Can I use chicken breasts instead of thighs?
Yes, but with caution. Chicken breasts are leaner and cook faster than thighs and legs, which means they will become dry and stringy if cooked for the full 40 minutes. If using breasts, reduce the simmering time to 20 to 25 minutes and check for doneness early. Thighs are the preferred cut because their higher fat content keeps them tender and juicy through the longer cooking time, and the rendered fat enriches the mole sauce.
Is chicken mole very spicy?
The version in this recipe is mild to moderately spiced. Ancho, guajillo, and pasilla chiles are all relatively mild on the chile heat scale — they contribute flavor and complexity rather than aggressive heat. If you want more heat, add one or two chiles de árbol to the mix, or increase the amount of guajillo. If you want a milder result, reduce the guajillo quantity and use more anchos, which are the mildest and sweetest of the three.
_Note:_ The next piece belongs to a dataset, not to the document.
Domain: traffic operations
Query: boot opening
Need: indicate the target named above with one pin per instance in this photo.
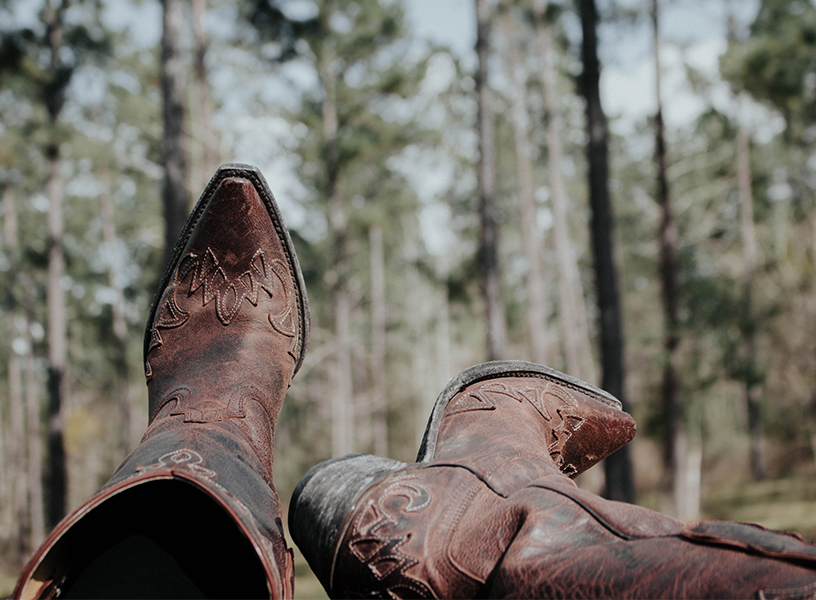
(161, 539)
Can I make the mole sauce ahead of time?
Absolutely, and it is actually recommended. Make the mole sauce one to two days ahead, let it cool, and refrigerate it. When you are ready to serve, gently reheat the sauce with a splash of chicken stock to loosen it, then add your chicken (either browned fresh chicken to cook in the sauce, or shredded pre-cooked chicken to warm through). The flavor of the sauce improves significantly over 24 to 48 hours as the ingredients continue to meld.
What do I do with leftover mole sauce?
Everything. Leftover mole sauce can be used to make enchiladas, stirred into beans, drizzled over fried eggs, used as a braising liquid for pork ribs or beef short ribs, used as a pizza sauce, thinned with stock to make a drizzle for tacos, or stored in the freezer for up to six months. It is one of the most versatile sauces you will ever make.